"So you two," the smaller woman starts up again, standing by the doorway with her hand on the door knob. "Are going to finally talk about what's going on, whether you like it or not," she finishes by cocking her head to the smile, smirking and pulling the door shut.

I don't know what she means, but when I hear the sound of a lock clicking only seconds, I realize what she's done and sprint toward the door. I try to twist the handle, try to yank open the door but I know she's locked it. My fists are hammering against the panels of the door before I know it as I yell my friend's name. Well, as much of a friend as she is now.

"Jisoo! Open the fucking door!"

"No, Lisa," I hear muffled from behind the door, and I halt my pounding fist for two seconds as I listen to her words. "You two are going to sort this out, and I'm not letting you out until you do."

It's not like I don't want to talk to Rosé, but I don't like that I'm being forced into it.

It's making me not want to do it, and shit, I don't want to go into—quite possibly—one of the biggest conversations of my life with anger in my veins. Even when I'm in a pretty regular mood, when I have a serious conversation I seem to come out with things I don't mean, whether they're harsh or not; so I definitely don't want to discuss mine and Rosé's future while I'm pissed at Jisoo for forcing me to have it because it might lead me to say a number of things I don't mean.

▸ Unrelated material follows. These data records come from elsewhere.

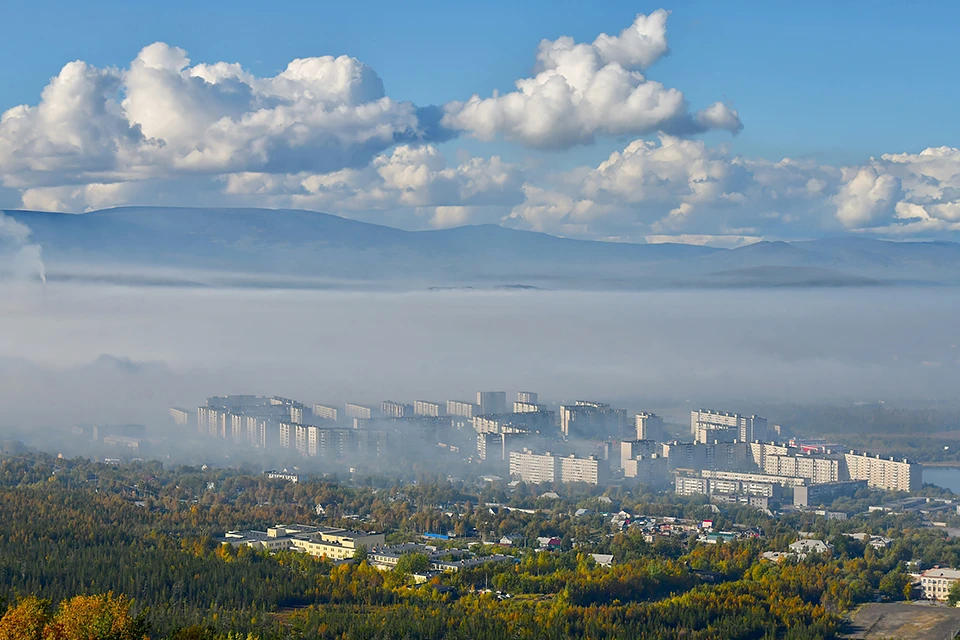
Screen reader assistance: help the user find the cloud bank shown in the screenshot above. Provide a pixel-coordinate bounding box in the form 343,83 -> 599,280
0,10 -> 960,244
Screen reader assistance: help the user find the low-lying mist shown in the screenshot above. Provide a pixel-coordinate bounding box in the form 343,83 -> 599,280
0,283 -> 960,436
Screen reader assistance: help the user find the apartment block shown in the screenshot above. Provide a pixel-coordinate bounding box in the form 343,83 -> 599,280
611,440 -> 666,469
633,412 -> 663,442
447,400 -> 480,420
513,400 -> 547,413
700,469 -> 810,487
674,476 -> 710,496
477,431 -> 536,461
510,449 -> 560,484
380,400 -> 414,418
920,567 -> 960,601
313,404 -> 339,422
844,451 -> 923,492
623,453 -> 670,488
690,409 -> 767,442
477,391 -> 507,415
413,400 -> 447,418
763,455 -> 841,484
560,400 -> 627,439
344,402 -> 373,420
793,480 -> 867,507
560,455 -> 610,485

That's just how I roll.

So with that in mind, I just carry on slamming my curled hand against the door, yelling for Jisoo to open the fucking thing.

***

I do that for fifteen minutes.

By the end of it, my hand is aching like a bitch, Jisoo still hasn't opened the door and my throat feels all scratchy and hoarse from the shouting and cursing.

But the one thing, above all that, that I notice, is that Rosé hasn't spoken since I was shoved in here with her.

When I first turn around and find her sitting on the floor, legs crossed and hands toying with something between her fingers, I question why she hasn't been doing the same thing I have and tried to get out the door. Or even looked out the window like I did on the seventh minute of protesting being locked in this room, only to find that there was no fire escape (which is probably illegal) so I really don't have any way of getting out.

But then the second thing I feel is guilt. Heavy guilt panging through my chest like someone just plucked a string, because it slowly sinks in that maybe she wanted to get locked in here with me, purely for the fact that I would've had to speak. Yet here I am, pounding my fist against the door, trying to get out and probably conveying that I didn't want to talk at all.

I really am a fucking idiot.

So gingerly, I bring my hand down from the door and let it hang weakly by my side as I make my way over to Rosé. I stand over her for a second, just staring down, but she doesn't look up and I kind of hate myself a little for that. Because after everything, after all we're talking about not going further until we had a conversation, until I read a journal, when I was finally faced with the chance to finally figure out what the hell's going on, I wanted to get away at a chance I was given to talk to her.

How the hell do I think I've made her feel now? God.

"Rosie," I whisper, my voice breaking.

She doesn't make a move to respond or even look at me, and my face falters a little, eyebrows twitching and lip trembling. I don't want her to be mad at me.

"Rosé... I'm sorry."

This causes a reaction, but it's only a long, heavy sigh and a light tilt of her head, eyes barely flickering up to me.